Sperone Westwater is pleased to announce an exhibition of new paintings by Nabil Nahas on view in our Terrazzo Gallery. A site-specific installation, the exhibition includes two wall- and eye-filling paintings hanging opposite one another surrounded by twenty-one small paintings on wood panels. Made of stones of colored matter—suggesting minerals from which pigments are ground-- cast acrylic shells, pumice, and various other materials, the small paintings suggest a kind of Theme and Variations, as their bright colors, layered texture and line drawings of spiral forms appear on a grand scale in the large paintings.
According to Carter Ratcliff, "For Nahas, color is not coloring. It is the substance of his forms … By turning color into forms—or making forms of sheer color—Nahas has narrowed dramatically the gap between what an abstract image is, in physical fact, and what it becomes as we follow its allusions into the realm of the imaginary.” This observation holds true for the artist’s new work, as the large paintings saturate the room with gold luminescence and pink and purple hues, while maintaining a notable physicality and presence that literally encompasses the viewer.
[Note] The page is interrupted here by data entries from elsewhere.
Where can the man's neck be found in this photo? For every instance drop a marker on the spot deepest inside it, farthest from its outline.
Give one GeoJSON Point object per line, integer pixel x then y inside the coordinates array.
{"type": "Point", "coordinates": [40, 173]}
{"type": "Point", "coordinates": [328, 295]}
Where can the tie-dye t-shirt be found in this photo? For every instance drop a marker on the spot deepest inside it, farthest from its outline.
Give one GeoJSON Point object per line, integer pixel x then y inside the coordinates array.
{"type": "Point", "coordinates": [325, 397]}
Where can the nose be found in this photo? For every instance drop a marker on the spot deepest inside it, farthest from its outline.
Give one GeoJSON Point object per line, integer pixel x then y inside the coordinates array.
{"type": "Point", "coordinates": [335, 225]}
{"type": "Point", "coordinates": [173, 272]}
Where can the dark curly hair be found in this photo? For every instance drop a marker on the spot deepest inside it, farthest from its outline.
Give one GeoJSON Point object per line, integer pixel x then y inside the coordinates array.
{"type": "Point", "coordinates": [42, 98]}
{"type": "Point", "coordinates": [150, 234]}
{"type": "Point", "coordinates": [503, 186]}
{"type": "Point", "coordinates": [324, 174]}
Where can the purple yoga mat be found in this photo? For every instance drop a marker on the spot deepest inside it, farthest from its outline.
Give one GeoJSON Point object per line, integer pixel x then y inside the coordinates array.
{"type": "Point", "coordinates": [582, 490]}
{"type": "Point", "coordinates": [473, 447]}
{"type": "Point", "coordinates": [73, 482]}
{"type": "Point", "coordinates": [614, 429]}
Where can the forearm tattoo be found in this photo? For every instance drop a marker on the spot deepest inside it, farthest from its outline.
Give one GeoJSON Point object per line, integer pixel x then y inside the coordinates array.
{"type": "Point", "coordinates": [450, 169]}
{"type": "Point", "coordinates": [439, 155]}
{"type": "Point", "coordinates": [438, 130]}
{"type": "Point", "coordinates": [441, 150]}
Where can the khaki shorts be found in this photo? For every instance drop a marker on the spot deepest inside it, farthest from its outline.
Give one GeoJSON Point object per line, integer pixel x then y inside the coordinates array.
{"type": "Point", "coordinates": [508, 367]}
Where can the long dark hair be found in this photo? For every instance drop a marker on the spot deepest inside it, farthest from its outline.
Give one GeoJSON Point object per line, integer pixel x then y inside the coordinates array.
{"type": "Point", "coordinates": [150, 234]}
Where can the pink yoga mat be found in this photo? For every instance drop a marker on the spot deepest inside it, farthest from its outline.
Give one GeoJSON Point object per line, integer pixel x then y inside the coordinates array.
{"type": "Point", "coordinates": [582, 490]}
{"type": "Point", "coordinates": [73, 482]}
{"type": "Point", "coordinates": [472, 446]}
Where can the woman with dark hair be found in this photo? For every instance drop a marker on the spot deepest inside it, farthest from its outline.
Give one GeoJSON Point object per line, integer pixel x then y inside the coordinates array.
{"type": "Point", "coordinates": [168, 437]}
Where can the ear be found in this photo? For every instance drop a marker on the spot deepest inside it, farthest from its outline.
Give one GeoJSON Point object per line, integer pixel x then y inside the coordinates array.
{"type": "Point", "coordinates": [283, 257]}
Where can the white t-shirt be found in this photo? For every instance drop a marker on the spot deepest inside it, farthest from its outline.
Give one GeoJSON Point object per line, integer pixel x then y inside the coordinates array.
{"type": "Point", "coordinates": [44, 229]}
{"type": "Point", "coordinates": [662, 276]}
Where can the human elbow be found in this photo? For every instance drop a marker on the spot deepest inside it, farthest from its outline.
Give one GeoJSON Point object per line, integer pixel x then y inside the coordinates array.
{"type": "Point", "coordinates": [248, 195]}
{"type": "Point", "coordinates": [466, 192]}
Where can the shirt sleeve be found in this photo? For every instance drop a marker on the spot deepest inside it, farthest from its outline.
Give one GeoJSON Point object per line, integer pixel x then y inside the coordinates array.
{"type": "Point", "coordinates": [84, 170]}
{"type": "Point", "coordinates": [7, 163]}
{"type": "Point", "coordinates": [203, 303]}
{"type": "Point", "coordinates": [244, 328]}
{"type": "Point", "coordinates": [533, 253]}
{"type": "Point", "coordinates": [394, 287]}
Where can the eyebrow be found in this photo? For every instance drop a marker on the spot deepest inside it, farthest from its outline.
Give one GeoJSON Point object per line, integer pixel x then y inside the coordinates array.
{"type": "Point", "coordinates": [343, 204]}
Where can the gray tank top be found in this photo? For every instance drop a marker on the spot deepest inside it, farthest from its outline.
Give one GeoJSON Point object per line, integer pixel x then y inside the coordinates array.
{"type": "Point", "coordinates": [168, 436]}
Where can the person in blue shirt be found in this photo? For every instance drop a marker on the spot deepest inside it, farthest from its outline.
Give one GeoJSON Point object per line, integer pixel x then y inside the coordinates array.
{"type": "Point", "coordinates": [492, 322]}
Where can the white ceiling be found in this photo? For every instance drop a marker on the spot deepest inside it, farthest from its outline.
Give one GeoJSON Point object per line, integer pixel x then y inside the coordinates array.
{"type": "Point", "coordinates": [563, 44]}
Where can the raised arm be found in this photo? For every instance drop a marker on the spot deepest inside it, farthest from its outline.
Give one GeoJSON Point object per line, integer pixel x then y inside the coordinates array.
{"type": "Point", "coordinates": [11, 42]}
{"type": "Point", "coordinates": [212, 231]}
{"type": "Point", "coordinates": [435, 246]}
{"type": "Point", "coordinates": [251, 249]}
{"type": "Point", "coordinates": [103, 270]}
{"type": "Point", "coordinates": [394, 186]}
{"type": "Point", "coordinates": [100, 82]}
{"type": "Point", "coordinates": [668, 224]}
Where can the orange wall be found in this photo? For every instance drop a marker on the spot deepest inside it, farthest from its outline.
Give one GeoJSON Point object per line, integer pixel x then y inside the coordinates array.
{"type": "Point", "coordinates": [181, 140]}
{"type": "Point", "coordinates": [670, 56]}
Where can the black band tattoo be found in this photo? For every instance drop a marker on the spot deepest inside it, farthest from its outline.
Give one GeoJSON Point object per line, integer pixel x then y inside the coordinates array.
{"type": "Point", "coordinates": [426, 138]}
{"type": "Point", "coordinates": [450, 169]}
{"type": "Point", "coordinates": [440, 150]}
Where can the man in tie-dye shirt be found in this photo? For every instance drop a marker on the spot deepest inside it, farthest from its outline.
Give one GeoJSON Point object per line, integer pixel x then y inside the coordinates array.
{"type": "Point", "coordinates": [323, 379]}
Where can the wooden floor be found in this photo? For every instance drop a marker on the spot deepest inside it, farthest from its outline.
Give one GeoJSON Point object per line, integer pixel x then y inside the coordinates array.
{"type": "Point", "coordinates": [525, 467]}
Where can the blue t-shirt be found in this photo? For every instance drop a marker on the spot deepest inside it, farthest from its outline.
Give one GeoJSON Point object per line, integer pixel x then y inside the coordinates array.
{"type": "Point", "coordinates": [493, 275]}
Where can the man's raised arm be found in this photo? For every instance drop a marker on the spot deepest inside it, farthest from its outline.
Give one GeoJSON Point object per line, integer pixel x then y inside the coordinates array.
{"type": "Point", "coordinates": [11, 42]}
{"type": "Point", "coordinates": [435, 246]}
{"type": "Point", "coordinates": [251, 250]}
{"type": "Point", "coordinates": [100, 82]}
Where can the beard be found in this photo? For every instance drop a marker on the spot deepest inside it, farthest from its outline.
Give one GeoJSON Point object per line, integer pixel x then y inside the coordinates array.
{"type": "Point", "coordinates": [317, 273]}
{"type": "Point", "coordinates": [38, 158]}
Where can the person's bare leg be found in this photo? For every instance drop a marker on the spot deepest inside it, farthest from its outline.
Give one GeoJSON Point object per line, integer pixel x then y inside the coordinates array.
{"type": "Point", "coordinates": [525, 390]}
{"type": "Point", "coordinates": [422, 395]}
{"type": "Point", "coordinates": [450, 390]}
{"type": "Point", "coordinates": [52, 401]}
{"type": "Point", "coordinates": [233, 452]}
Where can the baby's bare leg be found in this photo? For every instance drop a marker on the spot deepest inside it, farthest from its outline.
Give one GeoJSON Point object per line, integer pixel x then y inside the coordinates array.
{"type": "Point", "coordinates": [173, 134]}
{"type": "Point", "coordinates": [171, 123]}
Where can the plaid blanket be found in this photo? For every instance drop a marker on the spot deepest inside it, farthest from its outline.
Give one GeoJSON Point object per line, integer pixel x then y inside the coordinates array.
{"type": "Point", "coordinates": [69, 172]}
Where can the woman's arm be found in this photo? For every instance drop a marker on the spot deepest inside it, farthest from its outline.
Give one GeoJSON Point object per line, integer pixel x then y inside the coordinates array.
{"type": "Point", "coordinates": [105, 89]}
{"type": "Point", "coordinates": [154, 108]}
Nahas has commented, “Nature, geometry, is the beginning of everything: the golden section coming out of the way a stem grows.” Thus, these paintings with their biomorphic shapes and coral-like surfaces seem to replicate nature for they look as though they could have only evolved or grown spontaneously. As viewers, we must remind ourselves that the forms before us were actually made of paint, with a brush, a realization that confirms that Nahas is a painter who has truly redefined and reinvented his medium and its possibilities.
Born in 1949, Nahas earned his M.F.A. at Yale University in 1973 and has exhibited extensively in the United States and abroad over the last three decades. His work was included in the 25th Bienal de São Paulo, Brazil in 2002, and currently, his work is on view in a one-man show at Galerie Xippas in Paris, France, through May 28, 2005. This is his third exhibition at Sperone Westwater.
A catalogue with color reproductions and an essay by Nathan Kernan accompanies the exhibition.